Her lawyer C.W. Noorduyn told the High Court during the March 10 hearing of the appeal that whereas Garner was responsible for STC's accounting, the other two directors maintained contact with clients and were doing the actual trust work.

Garner had stated she had only become company director to enable her to sign documents when her co-directors were not in the office. She was only a director "on paper," as the other two directors were, in fact, in charge.

The Prosecutor's Office held all suspects accountable and punishable, during the 2012 appeal hearing. Solicitor-General Taco Stein had requested the Appeals Court to sentence STC to pay a NAf. 90,000 fine, and to sentence each of its three directors to nine months suspended, with two years' probation and NAf. 10,000 fines.

The criminal case against the trust company derived from the case against former police commissioner Marcel Loor and his partner in life Charlene Craig.

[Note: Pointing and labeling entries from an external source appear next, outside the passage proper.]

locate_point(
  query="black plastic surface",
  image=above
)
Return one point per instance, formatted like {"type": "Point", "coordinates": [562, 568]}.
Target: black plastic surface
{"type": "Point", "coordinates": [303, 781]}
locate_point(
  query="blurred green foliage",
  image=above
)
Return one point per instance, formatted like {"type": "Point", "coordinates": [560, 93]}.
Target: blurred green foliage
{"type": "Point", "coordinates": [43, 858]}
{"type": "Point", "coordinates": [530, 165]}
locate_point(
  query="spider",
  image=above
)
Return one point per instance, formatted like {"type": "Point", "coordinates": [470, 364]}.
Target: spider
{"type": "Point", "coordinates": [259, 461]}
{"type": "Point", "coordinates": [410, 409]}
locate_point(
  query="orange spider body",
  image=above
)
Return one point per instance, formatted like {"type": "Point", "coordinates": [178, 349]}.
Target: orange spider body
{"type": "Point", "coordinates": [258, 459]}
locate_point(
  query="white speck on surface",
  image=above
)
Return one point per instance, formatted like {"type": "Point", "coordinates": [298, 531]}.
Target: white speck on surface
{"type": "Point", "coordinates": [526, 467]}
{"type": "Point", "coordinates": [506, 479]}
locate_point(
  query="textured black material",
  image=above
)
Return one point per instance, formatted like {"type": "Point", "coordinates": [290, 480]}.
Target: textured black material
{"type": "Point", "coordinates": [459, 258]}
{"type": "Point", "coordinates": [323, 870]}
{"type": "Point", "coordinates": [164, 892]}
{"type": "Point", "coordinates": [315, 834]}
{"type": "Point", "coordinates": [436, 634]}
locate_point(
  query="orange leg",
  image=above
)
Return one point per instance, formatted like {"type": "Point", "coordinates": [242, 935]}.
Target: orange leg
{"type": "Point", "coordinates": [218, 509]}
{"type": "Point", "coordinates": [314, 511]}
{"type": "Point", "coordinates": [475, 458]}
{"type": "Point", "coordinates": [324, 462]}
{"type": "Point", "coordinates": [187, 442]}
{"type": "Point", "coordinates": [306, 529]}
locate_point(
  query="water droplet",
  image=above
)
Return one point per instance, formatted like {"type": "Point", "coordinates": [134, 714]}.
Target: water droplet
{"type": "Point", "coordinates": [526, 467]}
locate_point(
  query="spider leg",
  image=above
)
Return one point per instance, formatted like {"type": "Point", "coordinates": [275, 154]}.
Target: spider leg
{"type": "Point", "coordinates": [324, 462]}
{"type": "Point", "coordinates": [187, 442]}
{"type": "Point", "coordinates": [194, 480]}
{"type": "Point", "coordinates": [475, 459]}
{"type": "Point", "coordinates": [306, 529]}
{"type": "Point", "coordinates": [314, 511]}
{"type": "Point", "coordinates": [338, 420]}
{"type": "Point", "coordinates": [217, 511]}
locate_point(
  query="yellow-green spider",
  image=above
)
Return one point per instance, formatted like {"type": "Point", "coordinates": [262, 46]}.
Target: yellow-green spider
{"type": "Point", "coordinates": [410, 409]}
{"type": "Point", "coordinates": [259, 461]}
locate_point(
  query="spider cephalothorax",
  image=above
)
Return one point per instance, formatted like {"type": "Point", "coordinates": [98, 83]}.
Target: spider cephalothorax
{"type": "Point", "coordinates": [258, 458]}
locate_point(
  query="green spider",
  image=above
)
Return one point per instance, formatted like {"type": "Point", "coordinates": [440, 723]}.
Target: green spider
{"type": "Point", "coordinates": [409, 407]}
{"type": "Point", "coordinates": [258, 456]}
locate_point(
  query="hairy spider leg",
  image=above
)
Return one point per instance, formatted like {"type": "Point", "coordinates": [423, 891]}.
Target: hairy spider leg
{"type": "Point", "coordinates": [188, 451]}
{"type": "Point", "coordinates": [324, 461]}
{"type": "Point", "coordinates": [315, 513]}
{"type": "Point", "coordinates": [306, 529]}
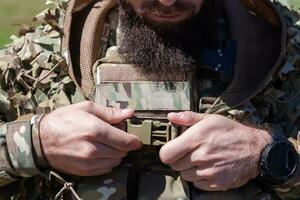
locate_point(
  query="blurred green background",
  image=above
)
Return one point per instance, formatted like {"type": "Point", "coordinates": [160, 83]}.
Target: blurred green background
{"type": "Point", "coordinates": [13, 13]}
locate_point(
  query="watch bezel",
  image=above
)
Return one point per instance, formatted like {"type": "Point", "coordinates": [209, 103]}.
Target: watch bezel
{"type": "Point", "coordinates": [267, 171]}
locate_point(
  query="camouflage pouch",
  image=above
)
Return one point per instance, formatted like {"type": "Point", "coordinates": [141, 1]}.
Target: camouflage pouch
{"type": "Point", "coordinates": [152, 96]}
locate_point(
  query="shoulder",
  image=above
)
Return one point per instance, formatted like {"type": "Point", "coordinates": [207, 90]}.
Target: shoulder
{"type": "Point", "coordinates": [33, 70]}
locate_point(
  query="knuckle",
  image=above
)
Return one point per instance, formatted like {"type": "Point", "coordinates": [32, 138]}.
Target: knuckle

Loor was irrevocably convicted by the High Court in The Hague on October 9, 2012 of money laundering, and sentenced to 23 months, six of which were suspended, on three years' probation.

The Court based this, among other evidence, on 14 cash deposits of between US $3,500 and $18,000 by STC at Nevis-based offshore company Santana Real Estate Ltd, of which Loor was the sole shareholder, made between June 8 and 29, 2006.

According to the High Court, it could be ascertained that at least part of the money had been kept out of reach of the tax office, which constituted the crime of tax evasion.

The STC directors denied they had had any knowledge about Loor's criminal activities at the time. All three told the Appeals Court in 2012 that they had not questioned the legality of Loor's cash transactions.

The Joint Court found that STC and her directors had failed to report unusual transactions to MOT, which it considered an important instrument in the battle against money-laundering.

The violations, and the fact that all suspects were first offenders, led the Court to only impose conditional fines. The Central Bank revoked the trust company's permit in December 2010. STC is currently only offering administrative services.